Tous ces plants différents suivent diverses lois.

Dans les jardins de l’art, notre luxe autrefois
Des arbres isolés dédaignoit la parure :
Ils plaisent aujourd’hui dans ceux de la nature.
Par un caprice heureux, par de savants hasards,
Leurs plants désordonnés charmeront nos regards.
Qu’ils diffèrent d’aspect, de forme, de distance ;
Que toujours la grandeur, ou du moins l’élégance
Distingue chaque tige, ou que l’arbre honteux
Se cache dans la foule, et disparaisse aux yeux.

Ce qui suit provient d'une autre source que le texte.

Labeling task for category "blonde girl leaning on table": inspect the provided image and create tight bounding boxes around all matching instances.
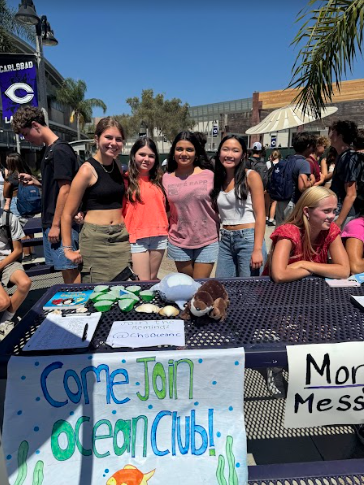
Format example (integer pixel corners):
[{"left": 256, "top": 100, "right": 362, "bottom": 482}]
[
  {"left": 263, "top": 186, "right": 350, "bottom": 283},
  {"left": 124, "top": 138, "right": 168, "bottom": 281},
  {"left": 61, "top": 117, "right": 130, "bottom": 283},
  {"left": 211, "top": 135, "right": 267, "bottom": 278}
]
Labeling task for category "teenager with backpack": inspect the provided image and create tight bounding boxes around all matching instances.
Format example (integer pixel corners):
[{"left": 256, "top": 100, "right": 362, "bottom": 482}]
[
  {"left": 329, "top": 120, "right": 361, "bottom": 227},
  {"left": 4, "top": 153, "right": 42, "bottom": 263},
  {"left": 12, "top": 106, "right": 81, "bottom": 284},
  {"left": 211, "top": 135, "right": 267, "bottom": 278},
  {"left": 0, "top": 211, "right": 32, "bottom": 341},
  {"left": 268, "top": 132, "right": 316, "bottom": 226},
  {"left": 246, "top": 141, "right": 269, "bottom": 190}
]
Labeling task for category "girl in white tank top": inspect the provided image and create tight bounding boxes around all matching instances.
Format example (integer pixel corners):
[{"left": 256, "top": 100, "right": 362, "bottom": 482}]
[{"left": 211, "top": 135, "right": 267, "bottom": 278}]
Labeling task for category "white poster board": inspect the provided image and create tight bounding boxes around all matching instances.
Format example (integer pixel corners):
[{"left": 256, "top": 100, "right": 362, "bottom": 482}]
[
  {"left": 3, "top": 348, "right": 247, "bottom": 485},
  {"left": 285, "top": 342, "right": 364, "bottom": 428}
]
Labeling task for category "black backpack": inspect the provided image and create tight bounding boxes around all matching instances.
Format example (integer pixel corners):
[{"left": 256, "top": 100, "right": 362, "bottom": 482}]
[
  {"left": 0, "top": 210, "right": 22, "bottom": 263},
  {"left": 354, "top": 152, "right": 364, "bottom": 210},
  {"left": 268, "top": 157, "right": 294, "bottom": 200},
  {"left": 247, "top": 157, "right": 269, "bottom": 190},
  {"left": 17, "top": 183, "right": 42, "bottom": 216}
]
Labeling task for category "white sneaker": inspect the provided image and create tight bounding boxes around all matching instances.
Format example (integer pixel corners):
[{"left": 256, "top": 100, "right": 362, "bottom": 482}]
[{"left": 0, "top": 320, "right": 15, "bottom": 342}]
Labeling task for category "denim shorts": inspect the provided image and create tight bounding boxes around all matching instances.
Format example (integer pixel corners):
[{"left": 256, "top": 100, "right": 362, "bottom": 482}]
[
  {"left": 43, "top": 227, "right": 79, "bottom": 271},
  {"left": 216, "top": 228, "right": 267, "bottom": 278},
  {"left": 130, "top": 236, "right": 168, "bottom": 254},
  {"left": 167, "top": 241, "right": 219, "bottom": 263}
]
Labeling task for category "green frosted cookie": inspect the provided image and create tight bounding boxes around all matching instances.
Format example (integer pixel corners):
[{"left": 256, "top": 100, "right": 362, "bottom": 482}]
[
  {"left": 118, "top": 293, "right": 139, "bottom": 301},
  {"left": 126, "top": 285, "right": 142, "bottom": 295},
  {"left": 94, "top": 285, "right": 109, "bottom": 293},
  {"left": 95, "top": 300, "right": 114, "bottom": 312},
  {"left": 96, "top": 291, "right": 117, "bottom": 301},
  {"left": 139, "top": 290, "right": 154, "bottom": 302},
  {"left": 118, "top": 298, "right": 137, "bottom": 312}
]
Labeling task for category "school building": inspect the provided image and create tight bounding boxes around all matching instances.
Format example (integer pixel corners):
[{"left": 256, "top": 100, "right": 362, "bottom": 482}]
[{"left": 190, "top": 79, "right": 364, "bottom": 151}]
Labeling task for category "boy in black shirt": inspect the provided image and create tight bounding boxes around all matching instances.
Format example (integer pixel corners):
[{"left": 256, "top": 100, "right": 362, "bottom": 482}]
[
  {"left": 12, "top": 106, "right": 81, "bottom": 283},
  {"left": 329, "top": 120, "right": 359, "bottom": 227}
]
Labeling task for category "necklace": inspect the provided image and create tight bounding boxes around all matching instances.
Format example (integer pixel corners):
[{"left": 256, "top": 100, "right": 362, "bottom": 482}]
[{"left": 99, "top": 159, "right": 115, "bottom": 173}]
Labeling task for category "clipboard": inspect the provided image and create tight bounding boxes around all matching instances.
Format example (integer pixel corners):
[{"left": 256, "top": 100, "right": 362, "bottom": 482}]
[{"left": 22, "top": 312, "right": 102, "bottom": 352}]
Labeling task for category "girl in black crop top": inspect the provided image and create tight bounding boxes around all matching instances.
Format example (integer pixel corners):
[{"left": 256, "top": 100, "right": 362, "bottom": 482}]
[{"left": 61, "top": 117, "right": 130, "bottom": 283}]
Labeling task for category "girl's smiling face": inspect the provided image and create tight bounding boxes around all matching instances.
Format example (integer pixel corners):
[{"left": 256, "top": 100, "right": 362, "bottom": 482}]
[
  {"left": 303, "top": 195, "right": 337, "bottom": 231},
  {"left": 174, "top": 140, "right": 196, "bottom": 167},
  {"left": 95, "top": 126, "right": 123, "bottom": 158},
  {"left": 134, "top": 145, "right": 155, "bottom": 175},
  {"left": 219, "top": 138, "right": 245, "bottom": 170}
]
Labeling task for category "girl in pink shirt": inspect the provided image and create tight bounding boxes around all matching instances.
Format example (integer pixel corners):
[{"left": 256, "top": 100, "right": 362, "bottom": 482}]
[
  {"left": 163, "top": 131, "right": 219, "bottom": 278},
  {"left": 124, "top": 138, "right": 168, "bottom": 281}
]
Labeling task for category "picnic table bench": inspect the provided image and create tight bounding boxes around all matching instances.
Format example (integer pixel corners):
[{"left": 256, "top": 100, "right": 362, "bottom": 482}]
[{"left": 0, "top": 277, "right": 364, "bottom": 485}]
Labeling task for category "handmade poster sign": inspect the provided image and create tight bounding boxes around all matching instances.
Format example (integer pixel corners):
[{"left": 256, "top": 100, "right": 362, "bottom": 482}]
[
  {"left": 3, "top": 349, "right": 248, "bottom": 485},
  {"left": 285, "top": 342, "right": 364, "bottom": 428}
]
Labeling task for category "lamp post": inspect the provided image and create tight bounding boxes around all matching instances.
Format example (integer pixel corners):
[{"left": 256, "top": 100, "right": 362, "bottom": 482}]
[{"left": 15, "top": 0, "right": 58, "bottom": 124}]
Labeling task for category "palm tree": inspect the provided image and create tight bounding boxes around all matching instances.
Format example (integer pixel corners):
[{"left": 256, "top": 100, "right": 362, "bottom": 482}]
[
  {"left": 0, "top": 0, "right": 35, "bottom": 52},
  {"left": 56, "top": 78, "right": 107, "bottom": 140},
  {"left": 289, "top": 0, "right": 364, "bottom": 117}
]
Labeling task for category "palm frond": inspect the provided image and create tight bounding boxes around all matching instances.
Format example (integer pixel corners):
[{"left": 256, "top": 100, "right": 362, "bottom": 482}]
[{"left": 288, "top": 0, "right": 364, "bottom": 117}]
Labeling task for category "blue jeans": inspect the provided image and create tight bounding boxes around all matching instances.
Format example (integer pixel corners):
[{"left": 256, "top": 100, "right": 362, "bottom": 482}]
[
  {"left": 43, "top": 226, "right": 79, "bottom": 271},
  {"left": 216, "top": 228, "right": 267, "bottom": 278}
]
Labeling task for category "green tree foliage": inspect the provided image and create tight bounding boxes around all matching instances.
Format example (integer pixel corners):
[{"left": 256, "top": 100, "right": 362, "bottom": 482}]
[
  {"left": 56, "top": 78, "right": 107, "bottom": 140},
  {"left": 0, "top": 0, "right": 35, "bottom": 52},
  {"left": 122, "top": 89, "right": 194, "bottom": 142},
  {"left": 289, "top": 0, "right": 364, "bottom": 116}
]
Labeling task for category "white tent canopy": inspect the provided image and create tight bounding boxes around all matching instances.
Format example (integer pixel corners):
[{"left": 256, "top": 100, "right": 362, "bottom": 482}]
[{"left": 246, "top": 104, "right": 338, "bottom": 135}]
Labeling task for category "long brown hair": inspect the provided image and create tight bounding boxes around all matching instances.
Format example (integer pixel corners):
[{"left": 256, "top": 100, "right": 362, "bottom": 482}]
[{"left": 126, "top": 137, "right": 164, "bottom": 203}]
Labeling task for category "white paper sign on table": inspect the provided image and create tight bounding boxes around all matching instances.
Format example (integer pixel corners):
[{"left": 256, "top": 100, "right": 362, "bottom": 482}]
[
  {"left": 106, "top": 320, "right": 185, "bottom": 348},
  {"left": 285, "top": 342, "right": 364, "bottom": 428},
  {"left": 23, "top": 312, "right": 101, "bottom": 351},
  {"left": 3, "top": 348, "right": 248, "bottom": 485}
]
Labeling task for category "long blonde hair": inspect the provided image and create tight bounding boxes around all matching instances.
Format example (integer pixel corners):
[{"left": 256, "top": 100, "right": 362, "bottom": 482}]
[{"left": 283, "top": 186, "right": 336, "bottom": 260}]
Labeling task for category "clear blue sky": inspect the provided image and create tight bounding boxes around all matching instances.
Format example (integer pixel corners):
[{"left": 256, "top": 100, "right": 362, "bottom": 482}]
[{"left": 8, "top": 0, "right": 364, "bottom": 116}]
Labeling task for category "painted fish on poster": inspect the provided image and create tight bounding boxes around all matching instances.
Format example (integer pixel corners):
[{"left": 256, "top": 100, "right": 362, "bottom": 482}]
[{"left": 106, "top": 465, "right": 155, "bottom": 485}]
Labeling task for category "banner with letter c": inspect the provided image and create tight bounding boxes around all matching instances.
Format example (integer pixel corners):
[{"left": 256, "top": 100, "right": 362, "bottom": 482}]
[{"left": 0, "top": 54, "right": 38, "bottom": 119}]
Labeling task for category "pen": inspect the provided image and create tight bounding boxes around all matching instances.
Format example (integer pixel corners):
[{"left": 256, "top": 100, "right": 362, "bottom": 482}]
[{"left": 82, "top": 323, "right": 88, "bottom": 340}]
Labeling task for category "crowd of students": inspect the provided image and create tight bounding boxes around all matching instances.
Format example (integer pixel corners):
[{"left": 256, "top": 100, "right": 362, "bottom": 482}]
[{"left": 0, "top": 106, "right": 364, "bottom": 344}]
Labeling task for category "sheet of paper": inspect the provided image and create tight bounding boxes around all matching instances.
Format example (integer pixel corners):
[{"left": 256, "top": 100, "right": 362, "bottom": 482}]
[
  {"left": 106, "top": 320, "right": 185, "bottom": 348},
  {"left": 23, "top": 312, "right": 101, "bottom": 351},
  {"left": 350, "top": 295, "right": 364, "bottom": 308},
  {"left": 285, "top": 342, "right": 364, "bottom": 428},
  {"left": 325, "top": 278, "right": 360, "bottom": 288}
]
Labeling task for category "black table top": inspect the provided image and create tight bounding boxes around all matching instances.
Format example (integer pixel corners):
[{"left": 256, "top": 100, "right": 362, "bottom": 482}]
[{"left": 0, "top": 277, "right": 364, "bottom": 376}]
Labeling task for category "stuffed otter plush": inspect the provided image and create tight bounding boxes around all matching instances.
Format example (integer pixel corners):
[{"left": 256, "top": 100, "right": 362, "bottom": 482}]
[{"left": 181, "top": 279, "right": 230, "bottom": 321}]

Mais lorsqu’un chêne antique, ou lorsqu’un vieil érable,
Patriarche des bois, lève un front vénérable,
Que toute sa tribu, se rangeant à l’entour,
S’écarte avec respect, et compose sa cour ;
Ainsi, l’arbre isolé plaît aux champs qu’il décore.

Avec bien plus de choix et plus de goût encore,
Les groupes formeront mille tableaux heureux.
D’arbres plus ou moins forts, et plus ou moins nombreux
Formez leur masse épaisse, ou leurs touffes légères :
De loin l’œil aime à voir tout ce peuple de frères.